Car dès lors, sa vie a été perpétuelle explosion picturale de petits êtres animaliers ou humanoïdes, vivant serrés en une profonde osmose, imbriqués les uns dans les rondeurs des autres… Car tout se passe comme si l’artiste avait perdu la notion des lignes droites et des angles affilés ! De ce fait, rien de violent dans ce monde où la bouche d’un gentil centaure susurre quelque confidence à l’oreille d’un mouton ; où une sorte de chat blanc passe sa langue râpeuse sur la joue d’un individu aux grands yeux étonnés ; où un poisson gambade côte à côte avec ce qui est apparemment une chèvre ; où la tête d’un personnage fait le mur d’une maison… Mais, paradoxe, cette promiscuité qui pourrait être ludique prend, par sa densité, son aspect obsessionnel, une connotation infiniment sérieuse et mystique.

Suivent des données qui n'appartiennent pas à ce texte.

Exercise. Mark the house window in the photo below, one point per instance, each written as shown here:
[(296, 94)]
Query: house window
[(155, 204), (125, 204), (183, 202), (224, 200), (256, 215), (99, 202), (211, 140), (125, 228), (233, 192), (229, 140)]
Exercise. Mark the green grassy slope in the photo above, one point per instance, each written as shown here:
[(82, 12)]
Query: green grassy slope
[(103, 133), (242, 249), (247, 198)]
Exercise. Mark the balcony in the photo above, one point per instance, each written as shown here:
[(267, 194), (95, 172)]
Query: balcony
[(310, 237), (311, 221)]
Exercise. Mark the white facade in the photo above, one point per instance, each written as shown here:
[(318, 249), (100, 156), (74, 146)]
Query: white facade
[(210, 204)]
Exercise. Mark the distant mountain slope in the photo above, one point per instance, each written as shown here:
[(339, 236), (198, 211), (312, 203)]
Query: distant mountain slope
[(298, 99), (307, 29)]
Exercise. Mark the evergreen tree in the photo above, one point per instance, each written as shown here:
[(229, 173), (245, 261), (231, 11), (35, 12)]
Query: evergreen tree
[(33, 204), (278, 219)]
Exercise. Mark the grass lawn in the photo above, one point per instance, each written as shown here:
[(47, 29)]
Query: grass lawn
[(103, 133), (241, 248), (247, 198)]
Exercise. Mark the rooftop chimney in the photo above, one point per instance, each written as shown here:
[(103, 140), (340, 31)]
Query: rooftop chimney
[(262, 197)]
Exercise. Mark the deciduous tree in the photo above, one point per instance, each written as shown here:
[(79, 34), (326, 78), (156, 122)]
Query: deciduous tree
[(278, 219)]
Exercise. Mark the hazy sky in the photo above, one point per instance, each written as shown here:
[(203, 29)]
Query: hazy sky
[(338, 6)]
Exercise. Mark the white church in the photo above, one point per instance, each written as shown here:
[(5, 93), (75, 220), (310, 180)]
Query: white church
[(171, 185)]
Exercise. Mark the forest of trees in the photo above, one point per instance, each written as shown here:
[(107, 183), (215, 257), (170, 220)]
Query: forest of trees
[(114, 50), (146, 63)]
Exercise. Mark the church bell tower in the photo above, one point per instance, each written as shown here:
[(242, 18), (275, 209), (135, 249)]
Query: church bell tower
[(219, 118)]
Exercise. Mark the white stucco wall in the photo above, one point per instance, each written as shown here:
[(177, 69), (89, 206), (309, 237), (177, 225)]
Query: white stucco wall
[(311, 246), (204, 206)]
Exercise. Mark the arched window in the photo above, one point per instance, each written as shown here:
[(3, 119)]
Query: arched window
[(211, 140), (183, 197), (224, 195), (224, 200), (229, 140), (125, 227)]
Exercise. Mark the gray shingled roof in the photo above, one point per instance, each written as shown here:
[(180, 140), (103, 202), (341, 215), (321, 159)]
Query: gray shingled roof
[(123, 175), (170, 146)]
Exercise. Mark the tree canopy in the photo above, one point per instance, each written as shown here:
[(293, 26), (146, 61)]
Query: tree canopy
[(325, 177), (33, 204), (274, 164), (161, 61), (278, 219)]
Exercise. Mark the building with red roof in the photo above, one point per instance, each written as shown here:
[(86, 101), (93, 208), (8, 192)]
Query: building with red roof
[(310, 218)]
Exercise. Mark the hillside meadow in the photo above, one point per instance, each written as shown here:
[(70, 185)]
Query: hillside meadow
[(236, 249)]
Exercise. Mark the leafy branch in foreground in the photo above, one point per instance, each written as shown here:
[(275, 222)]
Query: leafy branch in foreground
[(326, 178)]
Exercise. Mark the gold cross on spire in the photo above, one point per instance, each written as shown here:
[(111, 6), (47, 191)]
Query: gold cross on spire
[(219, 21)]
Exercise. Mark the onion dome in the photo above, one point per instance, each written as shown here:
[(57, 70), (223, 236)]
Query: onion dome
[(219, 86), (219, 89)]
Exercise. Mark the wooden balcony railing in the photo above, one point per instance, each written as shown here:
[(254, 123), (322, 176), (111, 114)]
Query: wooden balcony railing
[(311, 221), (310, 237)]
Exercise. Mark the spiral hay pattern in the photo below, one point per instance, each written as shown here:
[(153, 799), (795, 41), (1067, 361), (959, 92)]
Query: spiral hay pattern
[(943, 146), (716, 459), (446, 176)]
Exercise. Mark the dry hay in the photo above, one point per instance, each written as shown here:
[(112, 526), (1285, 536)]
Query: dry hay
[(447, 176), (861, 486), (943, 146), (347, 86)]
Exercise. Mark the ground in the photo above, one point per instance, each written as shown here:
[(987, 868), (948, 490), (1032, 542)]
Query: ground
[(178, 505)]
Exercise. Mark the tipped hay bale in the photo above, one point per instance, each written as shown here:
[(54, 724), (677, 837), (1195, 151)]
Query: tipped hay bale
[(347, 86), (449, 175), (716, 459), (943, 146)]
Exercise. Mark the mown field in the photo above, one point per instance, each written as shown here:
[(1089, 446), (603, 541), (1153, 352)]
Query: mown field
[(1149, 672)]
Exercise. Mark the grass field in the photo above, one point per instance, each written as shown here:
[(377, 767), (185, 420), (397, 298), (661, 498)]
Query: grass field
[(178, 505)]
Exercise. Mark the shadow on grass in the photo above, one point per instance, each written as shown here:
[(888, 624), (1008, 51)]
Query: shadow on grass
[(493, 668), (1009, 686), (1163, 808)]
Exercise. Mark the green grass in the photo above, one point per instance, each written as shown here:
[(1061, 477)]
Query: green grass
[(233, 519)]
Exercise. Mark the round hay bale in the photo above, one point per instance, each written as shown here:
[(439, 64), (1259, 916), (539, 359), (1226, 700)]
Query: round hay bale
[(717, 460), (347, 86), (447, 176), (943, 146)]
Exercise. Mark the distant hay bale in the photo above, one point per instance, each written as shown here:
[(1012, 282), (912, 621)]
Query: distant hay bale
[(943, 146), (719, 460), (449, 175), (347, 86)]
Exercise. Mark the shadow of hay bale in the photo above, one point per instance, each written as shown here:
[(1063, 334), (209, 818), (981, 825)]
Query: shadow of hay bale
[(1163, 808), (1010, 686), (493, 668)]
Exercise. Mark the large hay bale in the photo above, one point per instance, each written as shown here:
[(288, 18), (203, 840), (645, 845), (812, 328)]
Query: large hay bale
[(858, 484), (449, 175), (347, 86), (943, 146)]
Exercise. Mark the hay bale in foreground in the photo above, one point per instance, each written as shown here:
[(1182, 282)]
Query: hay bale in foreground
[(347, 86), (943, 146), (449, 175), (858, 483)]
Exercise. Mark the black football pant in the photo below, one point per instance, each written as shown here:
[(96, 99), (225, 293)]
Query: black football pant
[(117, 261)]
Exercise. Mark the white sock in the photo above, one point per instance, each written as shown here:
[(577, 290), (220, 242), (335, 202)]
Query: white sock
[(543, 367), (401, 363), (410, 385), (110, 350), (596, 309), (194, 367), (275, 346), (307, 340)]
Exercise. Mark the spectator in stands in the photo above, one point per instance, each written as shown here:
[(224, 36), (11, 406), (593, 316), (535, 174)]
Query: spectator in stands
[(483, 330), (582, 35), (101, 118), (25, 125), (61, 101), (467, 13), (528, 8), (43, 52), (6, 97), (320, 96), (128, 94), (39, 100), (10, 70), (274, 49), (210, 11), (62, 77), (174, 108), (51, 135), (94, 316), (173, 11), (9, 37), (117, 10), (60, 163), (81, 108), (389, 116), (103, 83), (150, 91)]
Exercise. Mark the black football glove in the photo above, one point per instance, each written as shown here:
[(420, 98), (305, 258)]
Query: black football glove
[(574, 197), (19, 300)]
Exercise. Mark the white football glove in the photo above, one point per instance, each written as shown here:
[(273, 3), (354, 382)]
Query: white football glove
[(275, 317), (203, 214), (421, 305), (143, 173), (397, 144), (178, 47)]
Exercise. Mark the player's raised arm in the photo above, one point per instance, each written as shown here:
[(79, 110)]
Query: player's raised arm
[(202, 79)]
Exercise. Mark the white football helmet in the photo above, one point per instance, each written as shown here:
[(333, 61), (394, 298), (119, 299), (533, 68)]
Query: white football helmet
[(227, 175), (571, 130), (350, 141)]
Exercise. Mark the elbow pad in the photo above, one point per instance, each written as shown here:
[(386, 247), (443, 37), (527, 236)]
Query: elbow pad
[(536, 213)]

Tout cet univers arraché à ses entrailles par Eli Heil est peint dans des couleurs plutôt sombres mais vibrantes, de rouges lie-de-vin et de bleus profonds, entre lesquels des mélanges de jaunes conjugués à différents degrés de verts donnent à chaque scène une profondeur et une luminosité remarquables ; génèrent à la fois une impression de relief et de mouvement ! Comme si ce fourmillement multiforme était entraîné en un tourbillon de chevaux de bois.

Coll. Cérès Franco
Coll. Cérès Franco

          Malgré cette mobilité apparente, ce microcosme ressemble, en effet, à un œuf douillet où Eli Heil se sent merveilleusement à l’aise. Inversement, elle a créé pour lui une sorte de nid, en achetant malgré sa pauvreté, un terrain vague pour y ériger un musée, le Musée du « Monde-Œuf ». Dans et devant le bâtiment, se dressent autour des peintures à l’infini, des sculptures de béton coloré représentant, comme autant d’hommages à des puissances tutélaires, Adam et Eve, le grand serpent Dan,** l’ange-oiseau qui, dans ses transes, survola sa maison à diverses reprises etc. Ainsi a grandi en ce lieu lui-même clos comme l’œuf qu’il honore, un étrange bestiaire, une flore non moins surprenante de plantes à l’infini, un univers homomorphe de petits allochtones issus de l’imaginaire et du subconscient de l’artiste.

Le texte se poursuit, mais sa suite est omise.